Red meat has its own copper but proportionally far more zinc – the ratio is 50:118 – and zinc induces changes unhelpful to copper within the gut wall. (By way of contrast the zinc to copper ratio in liver is only about 2:1.19) That gut wall is composed of enterocytes: flat cells that are the first point of contact between you and anything you eat. When zinc gets inside enterocytes it prods them to make metallothioneins (like the bacteria mentioned above make), which bind to metal atoms. Metallothioneins bind various metals but bind to copper much more tightly than zinc. So tightly, they have trouble letting go. The by-product of zinc passing through is that all the copper gets tied up. It remains permanently stopped at the gates. So too much zinc equals too little copper. That happens with too much red meat. It also happens with zinc supplements. Such supplements are known to stop copper getting through and supplements with high doses of zinc should not be used long term.
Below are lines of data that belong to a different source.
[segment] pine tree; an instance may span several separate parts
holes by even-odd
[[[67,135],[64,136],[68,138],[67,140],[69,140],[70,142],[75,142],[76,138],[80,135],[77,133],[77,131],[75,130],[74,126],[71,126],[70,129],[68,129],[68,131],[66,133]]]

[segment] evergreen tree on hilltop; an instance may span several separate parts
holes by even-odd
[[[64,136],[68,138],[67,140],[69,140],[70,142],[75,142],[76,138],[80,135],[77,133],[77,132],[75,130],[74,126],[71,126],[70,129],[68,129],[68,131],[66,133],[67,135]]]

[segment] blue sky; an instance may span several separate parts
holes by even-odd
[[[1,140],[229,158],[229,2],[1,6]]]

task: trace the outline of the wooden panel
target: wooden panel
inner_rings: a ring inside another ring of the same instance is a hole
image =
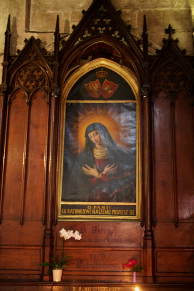
[[[39,270],[40,249],[1,248],[0,269]]]
[[[192,107],[184,92],[175,102],[176,158],[179,216],[194,221],[194,157]]]
[[[99,250],[95,248],[86,251],[85,249],[78,248],[75,250],[66,248],[65,252],[68,254],[70,253],[73,258],[70,258],[71,263],[68,264],[64,272],[73,271],[78,274],[80,272],[87,271],[119,272],[127,275],[129,270],[122,269],[123,263],[126,263],[129,260],[133,258],[137,260],[138,264],[141,264],[140,250],[112,250],[104,248]],[[60,259],[60,249],[57,250],[57,254],[58,259]]]
[[[19,221],[3,220],[0,226],[1,244],[41,246],[45,228],[42,221],[25,221],[22,226]]]
[[[41,220],[45,196],[48,105],[40,91],[31,107],[25,219]]]
[[[3,218],[20,221],[25,134],[28,106],[20,91],[10,104]]]
[[[170,102],[164,92],[154,104],[156,221],[173,221],[173,170]]]
[[[143,245],[144,228],[140,222],[59,221],[54,233],[64,228],[82,234],[80,241],[70,239],[65,245],[90,246],[140,247]],[[61,239],[58,237],[58,245]]]
[[[168,273],[194,273],[193,251],[156,251],[156,272]]]
[[[158,223],[153,229],[155,246],[158,247],[194,248],[194,223]]]

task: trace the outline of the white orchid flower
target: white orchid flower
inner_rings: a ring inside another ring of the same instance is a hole
[[[63,237],[64,235],[67,233],[66,231],[64,228],[62,228],[61,230],[59,231],[59,233],[60,234],[60,237]]]
[[[79,233],[77,230],[76,230],[74,233],[73,230],[68,230],[67,231],[64,228],[62,228],[59,231],[60,237],[63,237],[65,240],[69,239],[71,237],[74,237],[75,239],[78,239],[80,240],[81,238],[81,234],[80,234]]]
[[[80,234],[79,232],[76,230],[74,233],[74,238],[75,239],[80,240],[81,238],[81,234]]]

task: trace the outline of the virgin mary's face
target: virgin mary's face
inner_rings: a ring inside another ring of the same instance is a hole
[[[100,135],[97,130],[91,131],[88,136],[92,143],[96,145],[100,144]]]

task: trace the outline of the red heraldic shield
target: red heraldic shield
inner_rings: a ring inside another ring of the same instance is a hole
[[[95,81],[85,84],[85,87],[90,96],[94,98],[99,98],[101,93],[101,88],[98,79]]]
[[[118,84],[108,81],[106,79],[102,87],[101,94],[104,98],[112,96],[118,88]]]

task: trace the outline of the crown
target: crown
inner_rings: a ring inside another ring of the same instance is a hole
[[[96,76],[98,78],[106,78],[108,74],[108,72],[105,72],[105,71],[103,70],[103,68],[101,68],[101,70],[99,71],[98,72],[97,72],[96,73]]]

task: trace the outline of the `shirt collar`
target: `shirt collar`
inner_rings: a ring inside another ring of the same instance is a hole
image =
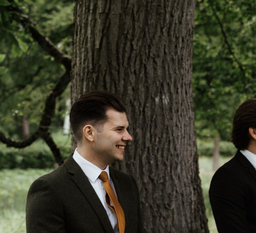
[[[107,172],[109,178],[109,168],[108,165],[104,170],[101,170],[99,167],[82,157],[78,153],[77,149],[77,148],[76,148],[73,154],[73,158],[91,182],[95,182],[101,172],[103,171]]]
[[[256,154],[247,150],[241,150],[240,152],[245,156],[256,169]]]

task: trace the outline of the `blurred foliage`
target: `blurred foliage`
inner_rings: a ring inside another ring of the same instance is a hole
[[[230,140],[236,110],[255,98],[256,26],[254,1],[197,1],[193,85],[198,137]]]
[[[220,165],[222,166],[231,157],[220,157]],[[212,169],[212,159],[205,156],[200,157],[198,159],[199,176],[201,179],[201,186],[203,189],[204,202],[205,206],[205,213],[208,219],[208,228],[210,233],[218,233],[209,200],[210,184],[214,172]]]
[[[60,131],[52,133],[52,134],[63,159],[66,159],[71,151],[70,135],[64,135]],[[0,170],[18,168],[53,168],[55,163],[51,150],[41,139],[23,149],[7,147],[5,145],[0,144]]]
[[[0,130],[12,138],[20,139],[22,116],[34,131],[46,97],[65,69],[15,20],[13,13],[5,10],[3,5],[7,2],[0,2]],[[11,4],[18,5],[37,21],[40,32],[43,31],[58,48],[71,55],[73,1],[16,0]],[[68,88],[58,99],[53,129],[63,124],[65,101],[69,96]]]
[[[5,169],[0,172],[0,232],[25,233],[26,202],[32,182],[49,168]]]
[[[200,156],[210,157],[213,155],[214,143],[213,140],[205,138],[197,139],[197,153]],[[230,156],[234,155],[237,149],[233,144],[230,141],[221,141],[219,143],[219,152],[220,155],[223,156]]]

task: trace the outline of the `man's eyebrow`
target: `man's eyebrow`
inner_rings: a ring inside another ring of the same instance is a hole
[[[115,127],[114,127],[113,128],[114,129],[117,129],[117,128],[124,128],[125,127],[124,127],[124,126],[116,126]]]

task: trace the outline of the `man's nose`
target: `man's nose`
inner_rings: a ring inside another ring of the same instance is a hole
[[[122,138],[123,141],[131,141],[132,140],[132,137],[130,135],[128,132],[127,132],[125,135]]]

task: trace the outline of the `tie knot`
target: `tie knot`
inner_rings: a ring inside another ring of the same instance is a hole
[[[101,173],[99,176],[99,178],[102,181],[108,179],[108,173],[105,171],[102,171]]]

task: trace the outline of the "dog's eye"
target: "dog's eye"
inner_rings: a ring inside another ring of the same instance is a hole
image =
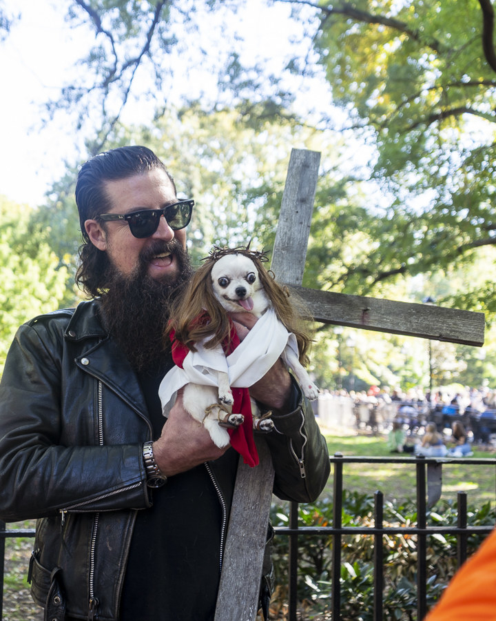
[[[225,276],[221,276],[221,277],[219,278],[219,279],[217,281],[217,282],[219,284],[219,285],[220,285],[223,289],[225,289],[225,288],[226,288],[226,287],[229,285],[229,278],[226,278]]]

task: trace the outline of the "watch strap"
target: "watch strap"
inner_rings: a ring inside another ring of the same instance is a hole
[[[161,487],[167,482],[167,477],[161,472],[153,454],[153,442],[145,442],[143,446],[143,462],[148,487]]]

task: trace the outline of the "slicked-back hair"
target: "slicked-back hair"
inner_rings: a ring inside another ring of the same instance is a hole
[[[145,146],[111,149],[96,155],[81,166],[76,183],[76,204],[83,244],[79,248],[80,263],[76,282],[90,296],[96,297],[105,290],[109,263],[107,253],[91,242],[85,228],[85,221],[112,208],[105,191],[107,181],[127,179],[154,170],[163,170],[176,192],[174,179],[163,163]]]

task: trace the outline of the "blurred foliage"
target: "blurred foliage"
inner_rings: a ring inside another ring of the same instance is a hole
[[[33,210],[0,197],[0,375],[19,326],[59,307],[68,272]]]
[[[374,526],[374,497],[369,494],[344,491],[341,520],[343,526]],[[298,526],[324,527],[333,524],[331,499],[322,497],[314,503],[298,505]],[[492,526],[495,510],[489,502],[468,509],[468,526]],[[428,526],[457,525],[456,503],[442,502],[427,515]],[[288,517],[279,504],[271,508],[273,525],[287,526]],[[416,524],[414,502],[384,504],[383,525],[412,527]],[[467,555],[477,549],[486,535],[471,534],[467,539]],[[287,600],[288,538],[276,535],[274,564],[276,576],[275,601]],[[304,543],[303,544],[303,542]],[[332,595],[332,546],[329,535],[301,537],[298,556],[298,600],[308,618],[329,613]],[[382,593],[384,618],[417,618],[417,535],[405,533],[382,536],[384,589]],[[432,607],[457,569],[457,538],[452,534],[433,534],[427,538],[427,605]],[[343,619],[372,621],[373,617],[374,538],[371,535],[345,535],[341,538],[340,612]],[[327,617],[319,618],[327,618]]]

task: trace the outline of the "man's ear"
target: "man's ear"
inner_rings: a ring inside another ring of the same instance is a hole
[[[85,220],[85,228],[92,244],[99,250],[107,250],[107,236],[98,220]]]

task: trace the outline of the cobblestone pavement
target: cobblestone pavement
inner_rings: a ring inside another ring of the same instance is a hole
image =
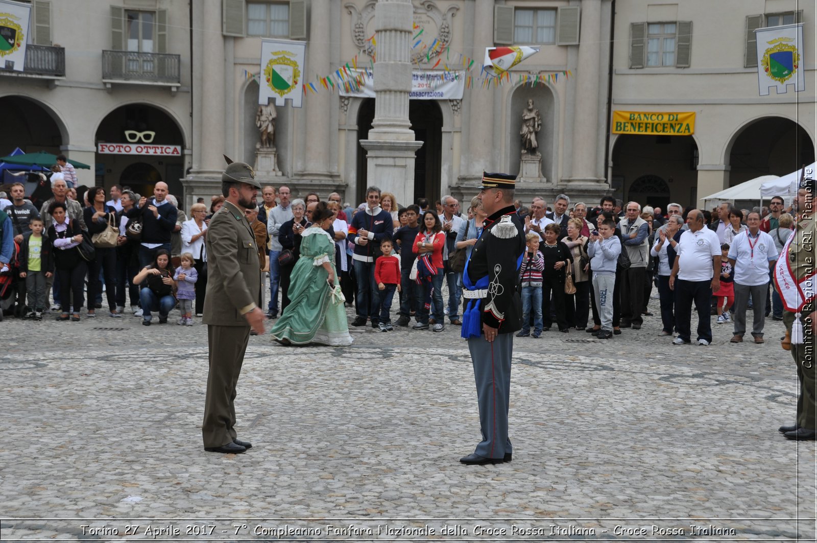
[[[225,455],[202,449],[205,327],[140,321],[0,325],[2,541],[815,538],[815,443],[777,432],[797,390],[779,322],[763,345],[713,325],[712,345],[675,347],[657,315],[608,341],[516,339],[513,461],[469,467],[458,327],[252,337],[253,447]]]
The zinc–copper balance can also be thrown out by cream made for sticking dentures down, which contains zinc, as zinc improves the stickability. Some people with loose dentures have wound up consuming excess zinc this way, particularly if they use more than they are meant to, which is common.

Much the same happens with sugar, or more particularly fructose, the sugar of fruit. Fructose interferes with copper uptake. This should not stop you eating fruit as it has many compensating advantages, but fruit is not the only place you find fructose in the modern world. Fructose is part of sucrose, otherwise known as white table sugar.

A sucrose molecule is a molecule of fructose stuck to a molecule of glucose. It breaks apart and releases free-floating fructose when you eat it. Sucrose is added to most processed food these days, even things that aren’t obviously sweet, so the modern world eats a lot of it. Most processed and tinned and foil-wrapped food has sugar in there somewhere, as do most fizzy drinks. Copper levels are undermined accordingly. Yet another reason, one of many, to avoid over-sugared food from a factory: you will compromise your copper status.

Copper deficiency can also arise from weight-loss surgery, as it is absorbed mainly in your stomach and the first part of your small intestine, the very territories reconfigured by a stomach bypass. In some studies anything up to 18% of bypass patients are copper deficient.

As discussed in Chapter 4, there is no simple blood test to find out if your copper levels are respectable. While laboratories can measure the amount of copper in your blood, and some academic analysis in published studies even rely on these measurements, the evidence is that they aren’t reliable. For instance, blood levels show no difference when test subjects consume vastly differing copper diets. Other measurements, like enzymes that interact with copper, can also be measured, but they are equally imprecise. Possibly the amount of copper inside your white blood cells is the best measure, but that is not a test which laboratories regularly undertake.

The only way to be sure is, as always, to consider copper options when planning your diet. Find an occasional place for liver and shellfish and mushrooms and nuts. Grow your own vegetables if you have the time and inclination; compost and manure give you a huge mineral advantage over farmed-out land elsewhere. Go easy on zinc supplements, go very lightly with red meat and reject white sugar in all its manifestations.